Covid-related international travel restrictions continue to ease.

Anguilla, a small British overseas territory in the eastern Caribbean, is preparing to ease pandemic-related travel restrictions, following the lead of dozens of countries that have dropped testing and vaccination requirements, eager to rebuild tourism and their economies.

This month, the British Virgin Islands, Belize and Australia also eased visitor requirements. And most of the world’s countries are now open to visitors from the United States, which in June lifted its testing requirement for arriving travelers.

Some countries that closed their borders to tourists at the start of the pandemic have lifted travel requirements entirely, including the UK, Iceland and Sweden.

The change comes even as the Omicron subvariant, known as BA.5, has led to a surge in cases in the United States, Western Europe, Japan, Australia and other countries. However, this has mostly happened without a commensurate jump in deaths, which experts attribute to more widely available vaccines and treatments for Covid-19, as well as at least some immunity provided by previous infections.

Erica Richter, vice president of communications at the American Society of Travel Advisors, a trade group, said travel continues to increase as more countries lift restrictions. In the United States, travel is approaching pre-pandemic levels, according to Transportation Security Administration checkpoint metrics.

“Since the start of the pandemic, we’ve seen passengers wanting to travel jump through hoops; they were going to do what it took to travel and make that trip,” Ms. Richter said. “As more countries lift their restrictions, more people who may have been on the fence and may not have been in that ‘I’ll do whatever it takes’ category are now in the ‘Let’s go’ category.

Travel restrictions increased at the start of the pandemic as nations tried to keep the coronavirus and its variants at bay. But many of them ended up falling short of the virus’s ability to spread and mutate.

“Travel restrictions make sense when there’s a big difference between prevalence and risk when you travel between points A and B,” William Hannage, an epidemiologist at the Harvard TH Chan School of Public Health, told The New York Times last month when The United States has removed its testing requirement for arriving passengers. “If there’s not much difference, then they’re not very valuable,” he said.

As the summer travel season begins, even more countries are lifting restrictions.

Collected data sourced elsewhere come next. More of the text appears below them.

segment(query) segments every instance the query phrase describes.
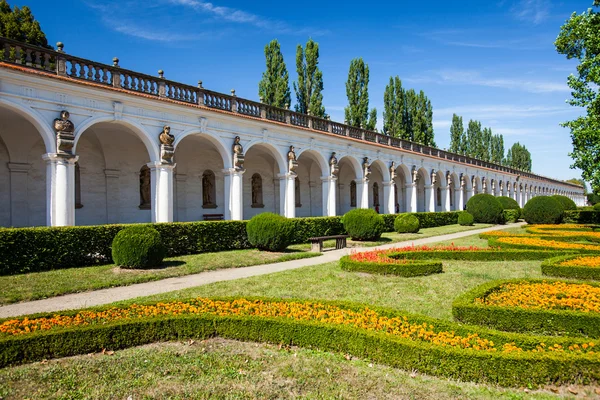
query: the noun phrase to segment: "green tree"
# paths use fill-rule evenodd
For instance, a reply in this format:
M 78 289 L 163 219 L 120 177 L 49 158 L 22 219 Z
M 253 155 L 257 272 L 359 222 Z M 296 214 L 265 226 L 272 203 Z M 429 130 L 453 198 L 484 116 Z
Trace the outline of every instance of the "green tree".
M 358 128 L 367 129 L 377 123 L 377 111 L 371 110 L 369 118 L 369 66 L 362 58 L 350 61 L 348 80 L 346 81 L 348 106 L 344 109 L 346 123 Z
M 296 71 L 298 84 L 293 83 L 296 92 L 296 112 L 325 117 L 323 106 L 323 73 L 319 69 L 319 44 L 312 39 L 296 48 Z
M 383 133 L 406 139 L 405 112 L 406 101 L 402 81 L 398 76 L 390 77 L 390 83 L 383 93 Z
M 35 46 L 51 49 L 46 34 L 38 21 L 35 20 L 31 9 L 27 6 L 13 9 L 6 0 L 0 1 L 0 36 Z
M 481 160 L 491 161 L 492 159 L 492 130 L 483 128 L 481 131 Z
M 504 162 L 504 137 L 502 135 L 492 135 L 490 161 L 499 165 Z
M 402 113 L 402 125 L 404 126 L 405 140 L 415 140 L 413 119 L 417 115 L 417 93 L 414 89 L 409 89 L 405 92 L 404 97 L 404 112 Z
M 600 0 L 594 0 L 595 7 Z M 571 130 L 572 168 L 582 170 L 583 178 L 594 191 L 600 190 L 600 13 L 590 8 L 573 13 L 560 28 L 554 42 L 556 50 L 568 59 L 579 60 L 577 75 L 571 74 L 567 83 L 572 89 L 569 104 L 583 107 L 585 116 L 565 122 Z
M 531 153 L 519 142 L 513 144 L 508 150 L 506 159 L 509 167 L 531 172 Z
M 258 83 L 258 95 L 263 103 L 270 106 L 289 107 L 291 99 L 289 74 L 277 39 L 265 46 L 265 58 L 267 69 Z
M 583 179 L 571 178 L 571 179 L 567 179 L 565 182 L 574 183 L 576 185 L 581 185 L 581 186 L 583 186 L 583 193 L 584 194 L 588 193 L 587 184 L 585 183 L 585 181 Z
M 367 120 L 365 129 L 367 129 L 369 131 L 377 132 L 377 109 L 376 108 L 371 108 L 371 111 L 369 112 L 369 119 Z
M 469 142 L 468 155 L 473 158 L 481 159 L 483 157 L 481 122 L 469 120 L 469 125 L 467 126 L 467 140 Z
M 465 128 L 463 126 L 462 117 L 452 114 L 452 125 L 450 126 L 450 151 L 453 153 L 462 153 L 463 138 Z
M 409 108 L 412 123 L 412 140 L 425 146 L 435 146 L 431 101 L 425 96 L 422 90 L 418 95 L 415 94 L 414 96 Z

Anguilla’s health ministry said in a statement last week that as of Aug. 8, the Caribbean island will no longer require vaccinated travelers to provide a negative coronavirus test prior to travel. Unvaccinated travelers who were previously not allowed to enter the country will be able to visit from August 8 if they provide a negative coronavirus test before departure.

Last week, the British Virgin Islands removed all its testing requirements and said arriving passengers would no longer be screened for the coronavirus. Previously, all visitors over the age of 5, regardless of their vaccination status, had to present a negative coronavirus test taken within 48 hours of arrival.

Belize last week also removed its requirement that visitors provide a negative coronavirus test or proof of vaccination. Foreign tourists are no longer required to show proof that they have purchased travel insurance in Belize.

Earlier this month, Australia, which was completely closed to foreign tourists in the early years of the pandemic, lifted its requirements to vaccinate visitors after it had already lifted its testing rule. States or territories in Australia may have their own testing and quarantine requirements, and face masks are still required on flights to and from the country.

The Centers for Disease Control and Prevention provides a four-tiered ranking of the risk of the coronavirus in other countries, with the highest “Level 4” ranking for countries that have “special circumstances,” including a threat of health care infrastructure collapse and an extremely high number of cases the count. The CDC list currently has no countries listed.